After the victory at Vargas Swamp, the Patriot Army tricked the Royalists by conducting a feint march back to Venezuela while on that same night they conducted a countermarch allowing them capture the important city of Tunja behind the backs of the Royalists who now had their main line of communication with the capital Santa Fe, severed, Santander commented that this action "without dispute what sealed the success of our campaign". Barreiro hurriedly marched towards Tunja but informed of its capture, took the alternate route around the city through Motavita during a night march in the rain in order to gain the lead on the race to the capital. On August 7 at 9am Bolívar informed by his spies of Barreiro's march, observed the Royalist army march towards the Boyacá Bridge, he then ordered Santander and Anzoátegui to intercept the Royalists before they could cross the bridge.

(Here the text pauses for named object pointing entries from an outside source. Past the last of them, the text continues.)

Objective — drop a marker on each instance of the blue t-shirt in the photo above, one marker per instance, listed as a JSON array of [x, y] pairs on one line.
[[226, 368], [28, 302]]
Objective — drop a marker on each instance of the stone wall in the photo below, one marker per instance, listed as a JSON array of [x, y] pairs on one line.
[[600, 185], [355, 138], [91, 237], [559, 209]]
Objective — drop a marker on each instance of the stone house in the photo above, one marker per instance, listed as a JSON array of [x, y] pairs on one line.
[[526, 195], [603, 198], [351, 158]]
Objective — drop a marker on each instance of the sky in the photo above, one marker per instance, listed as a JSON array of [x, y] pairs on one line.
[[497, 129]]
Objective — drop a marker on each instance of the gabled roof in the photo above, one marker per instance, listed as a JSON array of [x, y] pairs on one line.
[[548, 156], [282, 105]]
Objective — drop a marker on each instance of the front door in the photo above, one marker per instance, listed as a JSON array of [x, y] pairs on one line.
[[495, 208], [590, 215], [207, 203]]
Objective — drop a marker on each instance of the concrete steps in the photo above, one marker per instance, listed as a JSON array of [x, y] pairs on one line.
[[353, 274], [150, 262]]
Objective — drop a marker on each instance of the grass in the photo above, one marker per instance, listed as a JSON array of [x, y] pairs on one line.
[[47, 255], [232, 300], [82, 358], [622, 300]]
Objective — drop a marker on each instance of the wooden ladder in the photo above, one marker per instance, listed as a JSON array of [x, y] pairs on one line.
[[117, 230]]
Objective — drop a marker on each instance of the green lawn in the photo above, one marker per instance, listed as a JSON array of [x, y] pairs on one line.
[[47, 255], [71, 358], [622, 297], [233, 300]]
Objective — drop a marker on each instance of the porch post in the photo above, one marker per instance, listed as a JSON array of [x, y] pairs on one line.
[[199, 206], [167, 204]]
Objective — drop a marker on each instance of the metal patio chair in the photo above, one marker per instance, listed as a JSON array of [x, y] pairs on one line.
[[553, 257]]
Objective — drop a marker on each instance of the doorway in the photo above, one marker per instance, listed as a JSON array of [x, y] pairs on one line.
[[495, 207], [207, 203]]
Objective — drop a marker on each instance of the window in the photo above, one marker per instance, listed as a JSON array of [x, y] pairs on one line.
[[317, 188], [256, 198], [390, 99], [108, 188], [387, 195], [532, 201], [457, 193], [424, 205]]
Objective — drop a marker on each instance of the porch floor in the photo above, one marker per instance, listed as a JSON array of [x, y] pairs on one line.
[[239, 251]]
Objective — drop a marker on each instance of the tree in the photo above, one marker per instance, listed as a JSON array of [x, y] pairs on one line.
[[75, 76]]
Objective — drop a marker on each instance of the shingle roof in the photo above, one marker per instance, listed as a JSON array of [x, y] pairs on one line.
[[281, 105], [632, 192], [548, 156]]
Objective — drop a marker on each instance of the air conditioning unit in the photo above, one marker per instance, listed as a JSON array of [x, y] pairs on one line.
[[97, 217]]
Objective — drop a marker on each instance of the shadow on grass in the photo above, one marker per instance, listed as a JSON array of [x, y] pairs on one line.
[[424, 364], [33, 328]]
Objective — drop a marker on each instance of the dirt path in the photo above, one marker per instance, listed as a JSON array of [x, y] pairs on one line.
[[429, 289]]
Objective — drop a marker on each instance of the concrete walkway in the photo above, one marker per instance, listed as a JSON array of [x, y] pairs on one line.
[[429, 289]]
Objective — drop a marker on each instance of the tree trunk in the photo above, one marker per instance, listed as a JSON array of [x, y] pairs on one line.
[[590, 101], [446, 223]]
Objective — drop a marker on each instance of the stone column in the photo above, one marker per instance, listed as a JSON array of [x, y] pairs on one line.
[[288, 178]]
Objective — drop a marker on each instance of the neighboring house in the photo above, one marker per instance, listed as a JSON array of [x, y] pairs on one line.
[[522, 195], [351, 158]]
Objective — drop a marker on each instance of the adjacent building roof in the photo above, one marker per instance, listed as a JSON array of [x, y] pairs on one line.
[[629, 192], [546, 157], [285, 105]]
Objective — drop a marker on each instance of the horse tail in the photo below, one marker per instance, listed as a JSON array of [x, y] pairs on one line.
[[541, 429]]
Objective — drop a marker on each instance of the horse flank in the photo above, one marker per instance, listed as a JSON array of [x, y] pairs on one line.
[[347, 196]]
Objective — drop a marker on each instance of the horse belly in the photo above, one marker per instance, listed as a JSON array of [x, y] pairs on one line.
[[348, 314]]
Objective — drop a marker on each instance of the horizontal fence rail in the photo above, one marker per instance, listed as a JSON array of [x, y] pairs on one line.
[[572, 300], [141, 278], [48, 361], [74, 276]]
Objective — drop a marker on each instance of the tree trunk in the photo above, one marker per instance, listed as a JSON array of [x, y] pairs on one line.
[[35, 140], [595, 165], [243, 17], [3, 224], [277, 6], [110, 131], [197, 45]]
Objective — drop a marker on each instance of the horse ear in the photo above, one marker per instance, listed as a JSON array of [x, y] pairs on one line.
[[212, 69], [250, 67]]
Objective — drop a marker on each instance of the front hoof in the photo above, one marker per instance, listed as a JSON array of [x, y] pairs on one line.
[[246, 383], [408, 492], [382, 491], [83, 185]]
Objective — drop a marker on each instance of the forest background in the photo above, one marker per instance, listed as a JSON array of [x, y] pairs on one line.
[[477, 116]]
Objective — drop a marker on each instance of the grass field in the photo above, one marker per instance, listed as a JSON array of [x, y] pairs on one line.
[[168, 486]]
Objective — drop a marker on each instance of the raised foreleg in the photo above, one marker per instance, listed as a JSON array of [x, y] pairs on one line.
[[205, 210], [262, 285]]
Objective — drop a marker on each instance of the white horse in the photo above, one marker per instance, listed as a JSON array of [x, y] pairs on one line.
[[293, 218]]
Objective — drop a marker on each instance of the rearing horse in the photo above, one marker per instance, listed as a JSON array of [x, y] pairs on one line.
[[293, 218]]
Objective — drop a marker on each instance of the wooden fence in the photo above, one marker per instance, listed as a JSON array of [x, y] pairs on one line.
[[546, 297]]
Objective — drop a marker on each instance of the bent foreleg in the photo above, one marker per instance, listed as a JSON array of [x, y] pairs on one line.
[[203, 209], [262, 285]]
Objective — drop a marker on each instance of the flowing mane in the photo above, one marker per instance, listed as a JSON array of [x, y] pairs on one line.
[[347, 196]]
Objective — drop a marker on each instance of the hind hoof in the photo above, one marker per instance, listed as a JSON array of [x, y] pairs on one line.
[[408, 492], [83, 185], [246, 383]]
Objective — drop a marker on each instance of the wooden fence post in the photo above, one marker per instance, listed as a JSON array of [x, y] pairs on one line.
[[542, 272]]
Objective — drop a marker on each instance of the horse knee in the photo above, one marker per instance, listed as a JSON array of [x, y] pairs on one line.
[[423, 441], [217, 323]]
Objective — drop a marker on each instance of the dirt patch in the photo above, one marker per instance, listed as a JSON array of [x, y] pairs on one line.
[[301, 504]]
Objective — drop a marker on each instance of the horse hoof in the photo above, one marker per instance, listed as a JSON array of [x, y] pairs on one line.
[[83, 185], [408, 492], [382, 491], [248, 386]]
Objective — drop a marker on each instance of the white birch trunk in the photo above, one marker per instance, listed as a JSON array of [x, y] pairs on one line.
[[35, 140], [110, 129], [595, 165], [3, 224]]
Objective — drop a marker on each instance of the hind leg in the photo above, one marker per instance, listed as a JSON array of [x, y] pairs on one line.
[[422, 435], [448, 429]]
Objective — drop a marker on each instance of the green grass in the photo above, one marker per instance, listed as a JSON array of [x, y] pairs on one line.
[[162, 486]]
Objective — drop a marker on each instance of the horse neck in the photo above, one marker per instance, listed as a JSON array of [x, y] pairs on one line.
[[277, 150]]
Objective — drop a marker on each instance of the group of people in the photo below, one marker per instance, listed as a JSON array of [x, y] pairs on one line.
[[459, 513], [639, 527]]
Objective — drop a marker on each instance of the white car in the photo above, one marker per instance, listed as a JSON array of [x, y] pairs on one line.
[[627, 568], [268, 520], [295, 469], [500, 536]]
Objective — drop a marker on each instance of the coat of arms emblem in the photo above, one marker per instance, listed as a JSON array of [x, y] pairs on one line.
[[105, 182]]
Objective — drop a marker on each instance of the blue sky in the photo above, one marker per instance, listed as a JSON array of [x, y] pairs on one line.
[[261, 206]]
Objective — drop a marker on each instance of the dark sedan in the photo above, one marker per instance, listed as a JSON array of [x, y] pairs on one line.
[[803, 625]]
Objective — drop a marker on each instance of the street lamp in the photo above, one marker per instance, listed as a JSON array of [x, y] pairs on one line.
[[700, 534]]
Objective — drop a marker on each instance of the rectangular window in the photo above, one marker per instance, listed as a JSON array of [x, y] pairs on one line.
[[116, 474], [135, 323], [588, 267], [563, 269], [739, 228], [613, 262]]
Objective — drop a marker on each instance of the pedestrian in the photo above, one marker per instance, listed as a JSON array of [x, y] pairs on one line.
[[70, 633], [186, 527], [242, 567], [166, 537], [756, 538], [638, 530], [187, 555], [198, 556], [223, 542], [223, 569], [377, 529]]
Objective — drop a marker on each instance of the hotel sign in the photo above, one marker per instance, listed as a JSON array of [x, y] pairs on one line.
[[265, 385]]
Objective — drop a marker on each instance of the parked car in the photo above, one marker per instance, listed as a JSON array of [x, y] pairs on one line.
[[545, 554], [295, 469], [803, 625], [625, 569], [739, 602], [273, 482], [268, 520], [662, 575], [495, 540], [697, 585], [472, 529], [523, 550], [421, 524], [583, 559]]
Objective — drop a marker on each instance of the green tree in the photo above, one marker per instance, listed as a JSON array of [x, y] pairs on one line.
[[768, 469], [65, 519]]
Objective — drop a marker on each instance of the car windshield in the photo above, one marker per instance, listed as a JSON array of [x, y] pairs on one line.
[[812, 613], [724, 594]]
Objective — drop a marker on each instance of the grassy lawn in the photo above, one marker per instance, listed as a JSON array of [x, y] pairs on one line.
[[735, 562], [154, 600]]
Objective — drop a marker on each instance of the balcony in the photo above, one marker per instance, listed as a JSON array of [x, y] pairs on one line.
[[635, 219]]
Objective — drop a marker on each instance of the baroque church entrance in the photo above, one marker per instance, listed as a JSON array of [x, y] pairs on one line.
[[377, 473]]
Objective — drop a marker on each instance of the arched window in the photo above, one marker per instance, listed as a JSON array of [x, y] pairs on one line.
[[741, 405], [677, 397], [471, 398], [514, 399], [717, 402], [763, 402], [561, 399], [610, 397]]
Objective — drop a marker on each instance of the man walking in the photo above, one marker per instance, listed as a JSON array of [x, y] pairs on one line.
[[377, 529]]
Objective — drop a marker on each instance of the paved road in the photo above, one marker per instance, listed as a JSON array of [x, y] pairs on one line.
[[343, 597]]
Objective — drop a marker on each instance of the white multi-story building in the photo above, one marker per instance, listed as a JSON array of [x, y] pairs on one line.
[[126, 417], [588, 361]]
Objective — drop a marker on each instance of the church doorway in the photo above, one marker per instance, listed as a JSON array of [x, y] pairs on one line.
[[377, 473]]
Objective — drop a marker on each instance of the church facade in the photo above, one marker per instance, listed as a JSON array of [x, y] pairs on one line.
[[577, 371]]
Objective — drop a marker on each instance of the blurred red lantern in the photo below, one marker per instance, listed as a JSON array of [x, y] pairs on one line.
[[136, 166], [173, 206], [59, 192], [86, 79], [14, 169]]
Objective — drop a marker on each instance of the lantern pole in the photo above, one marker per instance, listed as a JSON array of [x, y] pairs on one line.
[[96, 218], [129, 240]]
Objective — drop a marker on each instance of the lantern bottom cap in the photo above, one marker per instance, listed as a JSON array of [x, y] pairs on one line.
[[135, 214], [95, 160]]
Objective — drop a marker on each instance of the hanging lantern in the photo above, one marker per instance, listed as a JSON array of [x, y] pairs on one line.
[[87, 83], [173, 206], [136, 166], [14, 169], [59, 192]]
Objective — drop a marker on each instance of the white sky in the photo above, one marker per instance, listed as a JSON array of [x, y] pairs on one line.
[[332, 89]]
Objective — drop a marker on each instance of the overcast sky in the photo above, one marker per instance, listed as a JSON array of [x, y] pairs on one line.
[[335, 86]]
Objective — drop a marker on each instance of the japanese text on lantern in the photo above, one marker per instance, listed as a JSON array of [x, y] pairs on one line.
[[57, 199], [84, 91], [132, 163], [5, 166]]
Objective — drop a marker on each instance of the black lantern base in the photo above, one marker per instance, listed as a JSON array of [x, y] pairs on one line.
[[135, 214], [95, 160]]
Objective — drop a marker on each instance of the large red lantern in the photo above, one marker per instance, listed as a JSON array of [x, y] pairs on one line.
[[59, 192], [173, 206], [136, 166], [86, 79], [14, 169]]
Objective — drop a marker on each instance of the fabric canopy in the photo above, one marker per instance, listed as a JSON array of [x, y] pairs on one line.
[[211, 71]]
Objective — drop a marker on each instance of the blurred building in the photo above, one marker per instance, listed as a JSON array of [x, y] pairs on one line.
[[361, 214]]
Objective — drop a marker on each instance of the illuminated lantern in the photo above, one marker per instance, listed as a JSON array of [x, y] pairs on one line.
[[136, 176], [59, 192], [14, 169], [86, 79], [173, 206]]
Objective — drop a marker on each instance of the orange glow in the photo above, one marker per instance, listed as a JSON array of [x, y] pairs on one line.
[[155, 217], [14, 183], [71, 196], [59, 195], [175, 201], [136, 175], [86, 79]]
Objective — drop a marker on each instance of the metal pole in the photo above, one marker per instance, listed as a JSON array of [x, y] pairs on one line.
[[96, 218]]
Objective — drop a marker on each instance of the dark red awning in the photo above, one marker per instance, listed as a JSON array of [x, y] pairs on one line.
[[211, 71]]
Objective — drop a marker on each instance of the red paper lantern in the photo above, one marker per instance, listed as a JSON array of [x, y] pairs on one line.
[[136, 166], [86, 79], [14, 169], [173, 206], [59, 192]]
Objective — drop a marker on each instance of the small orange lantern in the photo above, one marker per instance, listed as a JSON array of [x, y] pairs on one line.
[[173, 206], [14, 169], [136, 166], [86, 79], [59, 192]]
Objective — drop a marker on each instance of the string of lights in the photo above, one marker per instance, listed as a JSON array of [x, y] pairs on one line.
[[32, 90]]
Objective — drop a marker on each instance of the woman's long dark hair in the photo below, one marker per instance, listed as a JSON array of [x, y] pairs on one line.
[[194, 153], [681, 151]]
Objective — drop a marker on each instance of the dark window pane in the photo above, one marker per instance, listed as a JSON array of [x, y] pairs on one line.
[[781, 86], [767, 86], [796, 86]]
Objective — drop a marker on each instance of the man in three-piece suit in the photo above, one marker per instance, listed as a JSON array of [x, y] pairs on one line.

At the Battle of Boyacá, Santander would play a pivotal role as his men spotted the Royalist Vanguard force at the nearby Casa de Teja guarding the bridge as they waited for the bulk of the Royalist Army to arrive. The two forces spotted each other and exchanged fire with the Royalists charging after the Patriots thinking they were a small observation force. Santander marching down theCamino Real with the rest of the patriot vanguard upon seeing this unfold ordered Lieutenant Colonel Joaquín París commander of the "Cazadores" Battalion to attack the Royalist forces at the Casa de Teja. The Cazadores forced the Royalists to fall back towards the bridge, eventually being forced across the other side as the two forces faced each other. Santander then ordered Colonel Antonio Bejar to take some forces down the river and cross it in order to attack the Spanish vanguard from the rear. While this was happening Anzoátegui marching behind Santander, spotted the main bulk of Royalist Army and immediately attacked causing panic and decimating the main force. Bejar's forces eventually managed to ford the river and were approaching the rear of the Royalist vanguard force, the two forces engaged in battle. When this occurred Santander led a bayonet charge across the bridge with a company from the First Line Battalion of New Granada to deliver the final blow ending the battle around 4:30pm as the Patriot Army decimated the Royalist Army, culminating the campaign.

Santander along with the rest of the Patriot army entered triumphantly into Bogotá on August 10, the Viceroy and the rest of the Spanish government had fled the city after receiving new of their defeat at the Boyacá Bridge. In recognition of his actions during these battle, 11 days later he was promoted to the rank of General of Division, the equivalent of a modern major general. During the victory ceremony that was held in Bogotá on September 18, he was paid tribute to alongside the other generals of the army and awarded along with all those who participated in the campaign the Cross of Boyacá (Modern equivalent: Order of Boyacá).

== Santander's Presidency ==

With most of New Granada liberated from Spanish rule, on August 10 Bolívar named Santander as military governor and commander of all forces in the Province of Santa Fe. On September 11 he became Vice President of New Granada and was given "all the broad powers in all branches of government" Bolívar also gave him the task "of liberating the country from Spanish domination at all costs." Shortly after Bolívar departed for Angostura to propose the union of liberated territories of Venezuela and New Granada to the congress there.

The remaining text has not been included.